I'm tired of having to ask him how his day was. 

I want to be there for his day. 

We cooked an early breakfast for Georgi the next morning. Walnut flour crepes topped with triple cream brie, eggs, mushrooms and zucchini.

Georgi gave me a hug, a card, and a little globe as we said goodbye.

"You're always welcome here."

The rest of our Denver experience was spent meeting with my old friends, Troy's family, and being introduced to my new niece.

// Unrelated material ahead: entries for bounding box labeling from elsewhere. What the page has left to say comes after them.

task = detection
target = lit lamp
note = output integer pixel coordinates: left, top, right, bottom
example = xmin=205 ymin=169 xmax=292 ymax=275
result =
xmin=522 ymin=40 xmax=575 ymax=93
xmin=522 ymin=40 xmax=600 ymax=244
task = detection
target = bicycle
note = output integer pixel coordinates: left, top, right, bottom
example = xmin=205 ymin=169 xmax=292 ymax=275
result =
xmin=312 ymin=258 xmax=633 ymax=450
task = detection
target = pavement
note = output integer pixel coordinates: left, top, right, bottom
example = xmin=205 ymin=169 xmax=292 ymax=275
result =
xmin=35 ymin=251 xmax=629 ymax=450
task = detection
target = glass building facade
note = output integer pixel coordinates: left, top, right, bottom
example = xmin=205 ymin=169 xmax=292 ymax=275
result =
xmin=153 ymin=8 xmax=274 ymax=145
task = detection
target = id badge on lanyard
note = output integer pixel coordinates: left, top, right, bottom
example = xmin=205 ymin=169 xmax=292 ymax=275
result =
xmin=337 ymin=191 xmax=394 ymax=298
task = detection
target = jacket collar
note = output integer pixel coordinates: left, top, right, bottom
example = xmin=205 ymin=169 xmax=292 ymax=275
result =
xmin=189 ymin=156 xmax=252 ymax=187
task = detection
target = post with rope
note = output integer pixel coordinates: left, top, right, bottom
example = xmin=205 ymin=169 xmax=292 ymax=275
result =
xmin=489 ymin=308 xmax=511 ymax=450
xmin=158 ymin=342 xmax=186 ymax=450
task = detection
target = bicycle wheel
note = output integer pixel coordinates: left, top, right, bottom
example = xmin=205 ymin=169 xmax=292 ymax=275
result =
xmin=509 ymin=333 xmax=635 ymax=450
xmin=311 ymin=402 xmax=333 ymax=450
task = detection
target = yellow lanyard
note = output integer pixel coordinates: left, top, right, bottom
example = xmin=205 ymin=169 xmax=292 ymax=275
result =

Chelsea, Cosette, and baby Celestine. 
We passed the night with Roy and Laura, the outgoing couple from Boulder with whom I'd toured Hierve del Agua in Oaxaca last March. Even though they'd only met Troy once and me twice, they happily opened up their home to us for the second time. We drank Roy's homemade wine that evening, ate bacon and eggs (prepared by Roy) the next morning, and said goodbye shortly after breakfast.

And Laura said, "See you next time," as we climbed into Cummerbund.

I still can't believe people are so good to me. 

Cummerbund made it over the mountains.

Which is always a pleasant surprise. I'm almost as surprised by Cummerbund making it over the mountains as I am when I don't encounter roadblocks in Mexico.